Arquette should win an Emmy for this role. She fully inhabits Tilly, with that flattened upstate New York accent that sounds Midwestern — but also almost Swedish. With Boyhood, Arquette won an Oscar for her portrayal of Olivia, a struggling working-class woman. Yet if Olivia was upwardly mobile, Arquette's Tilly appears to be as trapped as the men whose sewing work she oversees at Clinton Correctional. Tilly can be won over by the smallest gesture, like Sweat making her a tiny pair of pants as a gift. She yearns to break free, and I can't wait to watch more of her failed attempts as she aids Matt and Sweat in their successful one. —K.A.
NOTE: Please read, especially if you're heading to the comments section to complain that something is missing!

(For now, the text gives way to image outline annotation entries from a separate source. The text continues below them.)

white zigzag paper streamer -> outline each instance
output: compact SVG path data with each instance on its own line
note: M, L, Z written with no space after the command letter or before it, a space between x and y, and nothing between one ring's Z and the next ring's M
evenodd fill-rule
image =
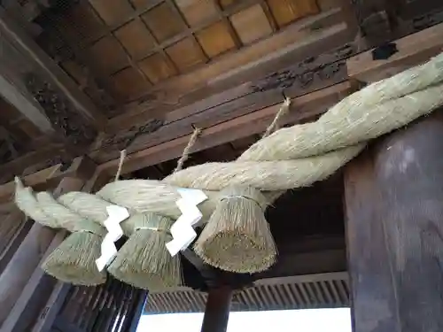
M173 240L166 243L167 249L171 256L175 256L194 241L197 233L192 228L203 216L197 207L200 203L207 199L206 195L199 189L179 189L178 193L182 197L176 205L182 215L172 225L170 232Z
M114 243L123 235L123 230L120 227L120 223L129 217L128 209L119 205L106 206L106 211L108 219L105 220L104 225L108 233L102 241L101 256L96 259L98 271L103 271L117 254Z

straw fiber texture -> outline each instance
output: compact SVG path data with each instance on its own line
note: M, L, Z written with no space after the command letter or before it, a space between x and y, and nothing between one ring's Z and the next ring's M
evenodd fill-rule
M208 199L198 205L205 220L215 210L213 220L215 220L217 209L225 205L226 213L235 220L236 212L230 201L220 202L221 190L238 186L255 188L271 203L285 189L323 180L358 155L368 141L442 105L442 81L443 54L440 54L426 64L348 96L315 122L279 129L263 137L236 161L189 167L160 181L116 181L103 187L96 195L72 192L51 202L44 196L37 195L35 198L33 192L18 181L16 202L35 221L72 230L74 224L85 219L101 225L107 218L105 207L110 203L125 206L133 214L152 212L176 219L181 214L175 205L180 198L177 188L195 188L203 189L208 196ZM246 204L244 200L237 203ZM252 205L245 210L249 211L247 213L255 213L252 212ZM231 220L234 225L229 226L222 220L225 218L219 217L218 221L210 226L214 228L214 234L217 234L219 228L229 230L229 227L236 227L235 221ZM252 225L247 228L253 229ZM241 232L236 234L238 235ZM199 246L206 242L218 241L216 235L213 237L198 240ZM251 241L256 245L255 240ZM226 243L235 247L235 241ZM225 245L222 241L220 243Z
M250 273L268 269L276 249L264 211L266 197L251 187L229 187L194 245L207 264L224 270Z

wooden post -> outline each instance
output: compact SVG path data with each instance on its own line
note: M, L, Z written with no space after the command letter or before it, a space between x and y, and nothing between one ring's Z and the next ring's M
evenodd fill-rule
M232 289L229 287L209 290L201 332L226 332L231 298Z
M346 169L354 332L443 331L443 114Z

We wrote only about shows we could screen at least one episode of. The Conners, Murphy Brown, Legacies, Dirty John, The Romanoffs, Maniac, Camping, Mr Inbetween, and My Brilliant Friend were a few of the fall series that didn’t have screeners available in time for consideration. We wrote only about scripted TV, in order to have some sort of sane cutoff. There are some Netflix shows we would have included —The Good Cop and The Haunting of Hill House — but they were under embargo. We wrote only about new shows, not returning ones. And there were some things we had to skip, given the volume, because we simply ran out of time. Complain away about anything else!